Emanuel Trejo Gonzalez, 29, and Jose Rafael Ramos Cartagena, who is in his 50s, were each sentenced to one year in jail after they pleaded guilty during hearings in Manitoba provincial court in Winnipeg on Jan. 30. With credit for time served, they’ll serve just over 70 more days.
The men were arrested after Canada Border Services Agency officers stopped their car at the border crossing in Emerson, Man.
Crown attorney Matthew Sinclair said during the hearing both men told officers they were crossing into Canada only for a day. He said that during an additional search, the agents found luggage and goods that did not belong to them, including the ID and medication of a Cuban man.
RCMP then notified the border officers they caught two Cuban nationals crossing the border.
A device search found both Trejo Gonzalez and Ramos Cartagena had discussed possible border entry spots and the potential legal consequences of their actions, Sinclair said.
Both men initially faced more severe charges related to human smuggling and trafficking, but those were reduced to charges related to helping a foreign national not to report to foreign services.
No evidence of ‘profit-based operation’: Crown
The one-year sentence is based on a joint recommendation “given the guilty pleas, unsophisticated operation and lack of evidence that this was an ongoing for profit-based operation,” Sinclair said.
Sinclair said the Cuban nationals would have been inadmissible to Canada due to “serious criminality.” One man had been convicted for trafficking heroin.
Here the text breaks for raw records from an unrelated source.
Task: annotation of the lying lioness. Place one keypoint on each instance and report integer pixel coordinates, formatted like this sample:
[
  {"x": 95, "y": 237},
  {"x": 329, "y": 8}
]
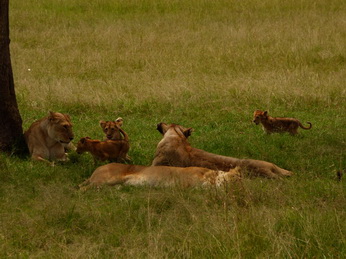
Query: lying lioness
[
  {"x": 48, "y": 137},
  {"x": 114, "y": 173},
  {"x": 112, "y": 129},
  {"x": 175, "y": 150},
  {"x": 112, "y": 150},
  {"x": 277, "y": 124}
]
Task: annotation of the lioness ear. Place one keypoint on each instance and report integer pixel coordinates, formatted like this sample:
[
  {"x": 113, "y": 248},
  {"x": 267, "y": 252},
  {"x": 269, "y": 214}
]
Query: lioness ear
[
  {"x": 51, "y": 116},
  {"x": 102, "y": 124},
  {"x": 119, "y": 121},
  {"x": 187, "y": 132}
]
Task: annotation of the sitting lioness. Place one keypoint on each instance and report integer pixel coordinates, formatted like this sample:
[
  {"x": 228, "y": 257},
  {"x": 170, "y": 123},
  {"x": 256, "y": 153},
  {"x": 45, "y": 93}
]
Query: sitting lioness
[
  {"x": 114, "y": 173},
  {"x": 112, "y": 129},
  {"x": 48, "y": 137},
  {"x": 278, "y": 124},
  {"x": 175, "y": 150}
]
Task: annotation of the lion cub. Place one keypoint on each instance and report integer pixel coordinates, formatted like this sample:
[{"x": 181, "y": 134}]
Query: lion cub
[
  {"x": 278, "y": 124},
  {"x": 112, "y": 150},
  {"x": 112, "y": 129}
]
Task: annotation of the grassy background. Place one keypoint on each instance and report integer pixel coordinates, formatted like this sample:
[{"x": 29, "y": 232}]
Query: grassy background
[{"x": 202, "y": 64}]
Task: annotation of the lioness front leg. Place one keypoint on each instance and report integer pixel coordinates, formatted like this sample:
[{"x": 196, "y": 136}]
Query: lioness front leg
[{"x": 40, "y": 158}]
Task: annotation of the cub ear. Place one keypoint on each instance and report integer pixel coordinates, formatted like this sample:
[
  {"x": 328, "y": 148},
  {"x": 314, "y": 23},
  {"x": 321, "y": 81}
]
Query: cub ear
[
  {"x": 187, "y": 133},
  {"x": 102, "y": 124}
]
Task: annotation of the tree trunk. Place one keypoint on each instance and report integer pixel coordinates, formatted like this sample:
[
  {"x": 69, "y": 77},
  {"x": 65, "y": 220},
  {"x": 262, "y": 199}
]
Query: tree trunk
[{"x": 11, "y": 131}]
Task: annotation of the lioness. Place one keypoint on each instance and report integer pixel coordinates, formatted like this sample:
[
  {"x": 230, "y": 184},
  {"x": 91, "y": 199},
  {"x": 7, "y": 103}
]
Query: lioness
[
  {"x": 111, "y": 129},
  {"x": 112, "y": 150},
  {"x": 175, "y": 150},
  {"x": 277, "y": 124},
  {"x": 48, "y": 137},
  {"x": 114, "y": 173}
]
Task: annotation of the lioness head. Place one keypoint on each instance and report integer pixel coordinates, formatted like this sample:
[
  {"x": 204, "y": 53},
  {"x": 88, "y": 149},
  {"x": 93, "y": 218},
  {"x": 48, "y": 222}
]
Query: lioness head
[
  {"x": 163, "y": 128},
  {"x": 111, "y": 128},
  {"x": 59, "y": 127},
  {"x": 258, "y": 116}
]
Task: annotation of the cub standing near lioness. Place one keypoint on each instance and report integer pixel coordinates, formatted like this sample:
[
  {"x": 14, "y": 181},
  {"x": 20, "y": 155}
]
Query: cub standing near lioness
[
  {"x": 48, "y": 137},
  {"x": 112, "y": 129},
  {"x": 278, "y": 124}
]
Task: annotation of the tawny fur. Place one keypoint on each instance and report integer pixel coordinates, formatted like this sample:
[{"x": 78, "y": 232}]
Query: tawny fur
[
  {"x": 111, "y": 129},
  {"x": 112, "y": 150},
  {"x": 278, "y": 124},
  {"x": 48, "y": 137},
  {"x": 115, "y": 174},
  {"x": 175, "y": 150}
]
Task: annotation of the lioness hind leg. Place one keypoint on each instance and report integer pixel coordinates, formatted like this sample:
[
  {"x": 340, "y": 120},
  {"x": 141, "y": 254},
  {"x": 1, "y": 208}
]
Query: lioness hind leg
[{"x": 280, "y": 171}]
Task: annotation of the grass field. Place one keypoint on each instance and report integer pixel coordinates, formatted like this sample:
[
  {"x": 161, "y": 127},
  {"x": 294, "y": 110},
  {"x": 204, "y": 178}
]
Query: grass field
[{"x": 202, "y": 64}]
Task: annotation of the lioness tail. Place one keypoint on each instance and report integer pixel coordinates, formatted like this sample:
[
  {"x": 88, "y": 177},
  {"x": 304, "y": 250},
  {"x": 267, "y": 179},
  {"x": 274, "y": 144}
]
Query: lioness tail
[{"x": 302, "y": 126}]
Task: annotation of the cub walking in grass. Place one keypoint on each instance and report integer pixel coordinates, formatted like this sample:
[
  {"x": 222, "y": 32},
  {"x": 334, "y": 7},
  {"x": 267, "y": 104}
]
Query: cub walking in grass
[
  {"x": 278, "y": 124},
  {"x": 112, "y": 150}
]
The other had been convicted for aggravated assault and trafficking marijuana and hash in the U.S.
Trejo Gonzalez and Ramos Cartagena also have a history of convictions south of the border.
In 1998, Ramos Cartagena was convicted of several charges for robbing an armoured-car depot of $5 million US in San Juan, Puerto Rico, according to U.S. court documents.
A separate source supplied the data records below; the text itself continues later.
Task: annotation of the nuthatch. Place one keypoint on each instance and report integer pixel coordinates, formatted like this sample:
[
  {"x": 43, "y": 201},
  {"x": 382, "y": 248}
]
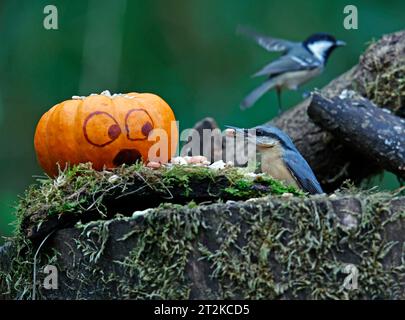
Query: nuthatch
[{"x": 280, "y": 158}]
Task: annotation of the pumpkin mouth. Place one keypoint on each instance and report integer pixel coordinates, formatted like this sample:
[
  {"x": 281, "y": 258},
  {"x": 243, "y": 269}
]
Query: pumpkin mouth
[{"x": 127, "y": 156}]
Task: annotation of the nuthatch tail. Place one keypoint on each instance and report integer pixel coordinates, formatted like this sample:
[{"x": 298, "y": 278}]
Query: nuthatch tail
[{"x": 280, "y": 158}]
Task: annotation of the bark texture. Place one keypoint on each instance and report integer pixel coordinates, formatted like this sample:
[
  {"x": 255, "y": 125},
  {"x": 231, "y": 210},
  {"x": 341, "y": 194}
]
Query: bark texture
[
  {"x": 267, "y": 248},
  {"x": 373, "y": 132}
]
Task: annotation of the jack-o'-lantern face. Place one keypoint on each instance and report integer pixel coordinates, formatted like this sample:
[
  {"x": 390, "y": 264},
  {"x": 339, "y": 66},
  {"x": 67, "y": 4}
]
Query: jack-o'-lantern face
[{"x": 107, "y": 131}]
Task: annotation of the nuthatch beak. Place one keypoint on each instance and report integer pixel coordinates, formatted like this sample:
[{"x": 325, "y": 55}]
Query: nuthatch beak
[{"x": 340, "y": 43}]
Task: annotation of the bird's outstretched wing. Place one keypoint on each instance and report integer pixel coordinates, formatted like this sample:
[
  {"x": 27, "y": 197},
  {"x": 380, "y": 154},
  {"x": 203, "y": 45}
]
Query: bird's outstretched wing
[
  {"x": 288, "y": 64},
  {"x": 301, "y": 170},
  {"x": 268, "y": 43}
]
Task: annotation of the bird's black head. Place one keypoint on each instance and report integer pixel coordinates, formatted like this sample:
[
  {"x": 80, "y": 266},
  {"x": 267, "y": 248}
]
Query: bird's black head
[{"x": 322, "y": 45}]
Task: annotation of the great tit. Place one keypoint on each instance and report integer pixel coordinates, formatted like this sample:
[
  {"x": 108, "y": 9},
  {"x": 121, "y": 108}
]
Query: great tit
[{"x": 300, "y": 62}]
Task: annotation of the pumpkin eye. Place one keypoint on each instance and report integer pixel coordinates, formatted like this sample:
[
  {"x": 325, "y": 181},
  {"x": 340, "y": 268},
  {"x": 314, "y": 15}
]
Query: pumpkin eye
[
  {"x": 138, "y": 124},
  {"x": 100, "y": 129}
]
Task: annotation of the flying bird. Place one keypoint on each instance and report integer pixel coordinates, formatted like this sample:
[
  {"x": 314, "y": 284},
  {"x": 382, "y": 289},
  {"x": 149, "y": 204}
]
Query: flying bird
[
  {"x": 299, "y": 63},
  {"x": 280, "y": 158}
]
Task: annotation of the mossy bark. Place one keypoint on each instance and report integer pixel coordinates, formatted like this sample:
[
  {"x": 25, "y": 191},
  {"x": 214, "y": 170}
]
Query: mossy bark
[
  {"x": 379, "y": 77},
  {"x": 267, "y": 248}
]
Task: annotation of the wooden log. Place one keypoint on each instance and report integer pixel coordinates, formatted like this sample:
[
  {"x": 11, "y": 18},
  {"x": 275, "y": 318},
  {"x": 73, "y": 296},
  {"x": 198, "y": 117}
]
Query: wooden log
[
  {"x": 268, "y": 248},
  {"x": 377, "y": 134},
  {"x": 379, "y": 77}
]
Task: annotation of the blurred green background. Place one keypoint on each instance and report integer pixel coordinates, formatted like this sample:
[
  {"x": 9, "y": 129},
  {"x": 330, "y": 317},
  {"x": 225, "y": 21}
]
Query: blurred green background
[{"x": 185, "y": 51}]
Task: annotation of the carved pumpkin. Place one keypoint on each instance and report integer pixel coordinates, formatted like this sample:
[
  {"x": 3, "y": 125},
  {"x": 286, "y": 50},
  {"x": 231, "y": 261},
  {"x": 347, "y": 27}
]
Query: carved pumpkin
[{"x": 105, "y": 130}]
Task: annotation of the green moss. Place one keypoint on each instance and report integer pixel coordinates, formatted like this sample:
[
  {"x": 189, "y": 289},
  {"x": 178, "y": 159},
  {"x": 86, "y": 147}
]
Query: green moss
[
  {"x": 292, "y": 247},
  {"x": 80, "y": 189},
  {"x": 388, "y": 87}
]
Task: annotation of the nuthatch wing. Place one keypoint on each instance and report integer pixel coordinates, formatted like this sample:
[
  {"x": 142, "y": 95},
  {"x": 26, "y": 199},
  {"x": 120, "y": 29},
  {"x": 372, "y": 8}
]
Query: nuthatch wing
[{"x": 280, "y": 158}]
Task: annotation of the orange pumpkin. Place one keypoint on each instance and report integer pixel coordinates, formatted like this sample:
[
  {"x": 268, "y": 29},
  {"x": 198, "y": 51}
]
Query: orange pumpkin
[{"x": 105, "y": 130}]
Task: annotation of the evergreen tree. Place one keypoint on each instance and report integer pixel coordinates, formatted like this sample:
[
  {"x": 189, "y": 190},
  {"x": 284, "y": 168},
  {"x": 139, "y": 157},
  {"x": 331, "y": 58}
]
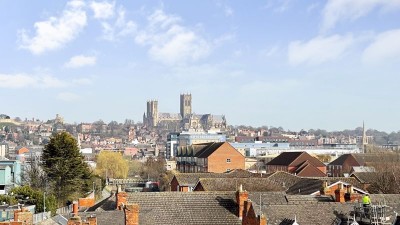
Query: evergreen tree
[{"x": 65, "y": 168}]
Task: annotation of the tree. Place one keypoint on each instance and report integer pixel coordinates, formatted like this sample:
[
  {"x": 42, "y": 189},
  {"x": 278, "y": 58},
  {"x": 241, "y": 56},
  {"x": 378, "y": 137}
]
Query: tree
[
  {"x": 33, "y": 175},
  {"x": 153, "y": 168},
  {"x": 64, "y": 166},
  {"x": 112, "y": 164},
  {"x": 32, "y": 196}
]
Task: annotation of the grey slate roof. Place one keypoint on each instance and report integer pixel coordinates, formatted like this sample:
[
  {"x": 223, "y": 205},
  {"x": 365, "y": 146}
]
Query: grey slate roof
[
  {"x": 284, "y": 179},
  {"x": 176, "y": 208},
  {"x": 191, "y": 179},
  {"x": 232, "y": 184},
  {"x": 115, "y": 217}
]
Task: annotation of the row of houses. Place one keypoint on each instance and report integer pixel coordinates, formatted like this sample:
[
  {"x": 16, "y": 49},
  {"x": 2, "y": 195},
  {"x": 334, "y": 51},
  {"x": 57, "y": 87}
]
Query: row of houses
[{"x": 220, "y": 157}]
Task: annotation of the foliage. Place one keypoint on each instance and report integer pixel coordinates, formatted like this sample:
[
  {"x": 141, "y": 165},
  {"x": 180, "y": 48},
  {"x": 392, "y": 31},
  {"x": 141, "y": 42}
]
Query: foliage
[
  {"x": 324, "y": 158},
  {"x": 65, "y": 168},
  {"x": 10, "y": 200},
  {"x": 112, "y": 164},
  {"x": 33, "y": 175},
  {"x": 153, "y": 168},
  {"x": 135, "y": 168},
  {"x": 32, "y": 196}
]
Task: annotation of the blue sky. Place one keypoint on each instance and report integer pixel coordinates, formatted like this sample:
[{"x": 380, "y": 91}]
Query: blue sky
[{"x": 290, "y": 63}]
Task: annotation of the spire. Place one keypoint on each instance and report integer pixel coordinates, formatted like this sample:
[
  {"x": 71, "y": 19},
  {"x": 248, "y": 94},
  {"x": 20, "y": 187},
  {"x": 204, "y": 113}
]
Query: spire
[{"x": 364, "y": 138}]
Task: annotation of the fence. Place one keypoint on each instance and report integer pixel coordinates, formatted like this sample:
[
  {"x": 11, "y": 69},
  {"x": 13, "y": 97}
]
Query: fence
[{"x": 39, "y": 217}]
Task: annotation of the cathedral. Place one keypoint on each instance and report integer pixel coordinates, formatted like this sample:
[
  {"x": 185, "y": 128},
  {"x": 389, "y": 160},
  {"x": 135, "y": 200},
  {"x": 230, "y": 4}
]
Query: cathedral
[{"x": 185, "y": 120}]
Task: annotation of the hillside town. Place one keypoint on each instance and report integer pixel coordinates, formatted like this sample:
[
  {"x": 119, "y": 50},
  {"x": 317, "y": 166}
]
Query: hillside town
[
  {"x": 272, "y": 112},
  {"x": 199, "y": 165}
]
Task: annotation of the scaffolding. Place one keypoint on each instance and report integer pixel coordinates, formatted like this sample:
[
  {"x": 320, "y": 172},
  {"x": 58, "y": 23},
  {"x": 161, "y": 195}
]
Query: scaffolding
[{"x": 372, "y": 214}]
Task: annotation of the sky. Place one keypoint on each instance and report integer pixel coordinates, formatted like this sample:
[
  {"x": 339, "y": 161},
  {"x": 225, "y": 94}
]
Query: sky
[{"x": 290, "y": 63}]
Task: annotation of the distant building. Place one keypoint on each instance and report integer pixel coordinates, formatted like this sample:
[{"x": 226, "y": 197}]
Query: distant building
[
  {"x": 216, "y": 157},
  {"x": 188, "y": 138},
  {"x": 299, "y": 163},
  {"x": 10, "y": 175},
  {"x": 172, "y": 145},
  {"x": 185, "y": 120},
  {"x": 343, "y": 165},
  {"x": 4, "y": 150}
]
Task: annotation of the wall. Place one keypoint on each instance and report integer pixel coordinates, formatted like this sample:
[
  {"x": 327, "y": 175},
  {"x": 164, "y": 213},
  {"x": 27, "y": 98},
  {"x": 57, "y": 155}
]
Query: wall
[{"x": 217, "y": 161}]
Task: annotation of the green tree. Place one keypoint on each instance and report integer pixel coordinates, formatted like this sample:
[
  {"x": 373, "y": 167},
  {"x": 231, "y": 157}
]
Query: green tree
[
  {"x": 29, "y": 195},
  {"x": 65, "y": 168},
  {"x": 112, "y": 164}
]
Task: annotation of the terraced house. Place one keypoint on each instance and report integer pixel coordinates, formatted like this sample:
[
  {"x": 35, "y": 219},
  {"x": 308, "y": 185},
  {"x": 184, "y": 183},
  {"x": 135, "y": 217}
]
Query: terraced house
[{"x": 216, "y": 157}]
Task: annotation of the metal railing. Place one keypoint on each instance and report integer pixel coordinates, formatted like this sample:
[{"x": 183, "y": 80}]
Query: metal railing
[{"x": 39, "y": 217}]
He left a prison in Wisconsin in 2022 under supervised release. A judge in Puerto Rico granted early termination of that order in late 2024.
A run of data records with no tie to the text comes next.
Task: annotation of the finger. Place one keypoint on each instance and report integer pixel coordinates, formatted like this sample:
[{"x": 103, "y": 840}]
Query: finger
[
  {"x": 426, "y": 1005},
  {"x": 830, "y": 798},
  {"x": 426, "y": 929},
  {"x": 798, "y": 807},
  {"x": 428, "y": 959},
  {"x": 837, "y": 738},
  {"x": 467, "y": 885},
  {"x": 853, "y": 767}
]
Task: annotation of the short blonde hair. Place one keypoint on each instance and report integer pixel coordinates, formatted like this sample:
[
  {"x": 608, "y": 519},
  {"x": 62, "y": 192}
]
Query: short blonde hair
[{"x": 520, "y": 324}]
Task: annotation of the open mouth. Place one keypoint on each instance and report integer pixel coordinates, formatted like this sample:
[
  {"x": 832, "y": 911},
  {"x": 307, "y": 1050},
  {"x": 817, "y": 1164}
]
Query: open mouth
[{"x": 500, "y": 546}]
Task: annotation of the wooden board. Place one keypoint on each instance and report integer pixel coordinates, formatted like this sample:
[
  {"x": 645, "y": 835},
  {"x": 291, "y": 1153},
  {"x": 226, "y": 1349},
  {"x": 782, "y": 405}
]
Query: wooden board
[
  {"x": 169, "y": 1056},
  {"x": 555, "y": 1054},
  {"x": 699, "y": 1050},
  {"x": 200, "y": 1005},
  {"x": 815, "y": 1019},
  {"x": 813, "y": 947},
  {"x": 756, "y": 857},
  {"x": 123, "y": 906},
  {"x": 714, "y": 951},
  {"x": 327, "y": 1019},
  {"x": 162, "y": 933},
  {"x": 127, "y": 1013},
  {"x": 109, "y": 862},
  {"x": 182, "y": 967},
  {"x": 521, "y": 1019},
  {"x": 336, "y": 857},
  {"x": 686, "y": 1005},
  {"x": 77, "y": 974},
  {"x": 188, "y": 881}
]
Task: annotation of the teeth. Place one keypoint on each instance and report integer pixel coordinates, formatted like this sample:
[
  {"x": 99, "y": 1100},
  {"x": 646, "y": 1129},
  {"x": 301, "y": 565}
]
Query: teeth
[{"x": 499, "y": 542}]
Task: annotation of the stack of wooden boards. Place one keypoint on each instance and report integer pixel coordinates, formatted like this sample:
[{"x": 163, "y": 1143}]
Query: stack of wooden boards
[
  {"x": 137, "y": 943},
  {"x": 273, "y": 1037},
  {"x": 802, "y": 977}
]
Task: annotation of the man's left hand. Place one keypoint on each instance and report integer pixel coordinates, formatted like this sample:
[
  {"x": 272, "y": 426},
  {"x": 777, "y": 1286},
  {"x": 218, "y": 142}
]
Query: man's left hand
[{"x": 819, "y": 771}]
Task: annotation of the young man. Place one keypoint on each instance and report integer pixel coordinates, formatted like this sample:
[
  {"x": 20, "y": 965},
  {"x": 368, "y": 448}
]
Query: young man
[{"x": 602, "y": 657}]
Trejo Gonzalez was also granted early release from a Wisconsin prison in May 2025. Records show he was convicted for conspiracy to possess with intent to distribute five kilograms or more of cocaine, though documents related to that are sealed.
‘Not the right way’ to help: judge
Danny Gunn, Trejo Gonzalez’s lawyer, said his client works as a welder and at a family restaurant. Gunn said Trejo Gonzalez was just trying to help the two Cuban men leave the U.S. amid the Trump administration’s crackdown on illegal immigration.
Gunn said they got the idea after state police stopped Trejo Gonzalez and one of the Cubans as they were going camping in North Dakota.
“Back in the late spring and early summer [Immigration and Customs Enforcement] had moved into Minnesota. Persons who were there within the community were very concerned about the manner which ICE agents were conducting themselves at the time,” Gunn said.
He said Trejo Gonzalez has family in Minnesota.
The lawyer said one of the Cuban men had been undergoing cancer treatment, but stopped because of concerns about being an illegal immigrant to the U.S.
The border crossing “was a dumb idea, but it certainly wasn’t sort of the kind of profit-motivated smuggling that we sometimes see, where you have individuals who are transported cross-borders,” Gunn said.
Trejo Gonzalez said in court he didn’t understand the nature of what he was doing.
“I just tried to help. That’s all I can say,” he told Judge Denis Guénette. “I just apologize to your country for not understanding what I was doing.”
Guénette said it’s a hard lesson to learn.
“Following the news, I can understand how there may be a temptation of trying to help, but that is not the right way to do it,” he said.
Lawyer R. Dule Vicovac, who represented Ramos Cartagena, said that with the current situation in the U.S., he’s seeing a significant increase in people trying to illegally cross the border and more applications for refugee status.
Court heard the Cuban nationals sought asylum in Canada. They were sent back to the U.S. in July.
Under the Safe Third Country Agreement between Canada and the U.S., asylum seekers must claim refugee status in the first safe country they arrive in.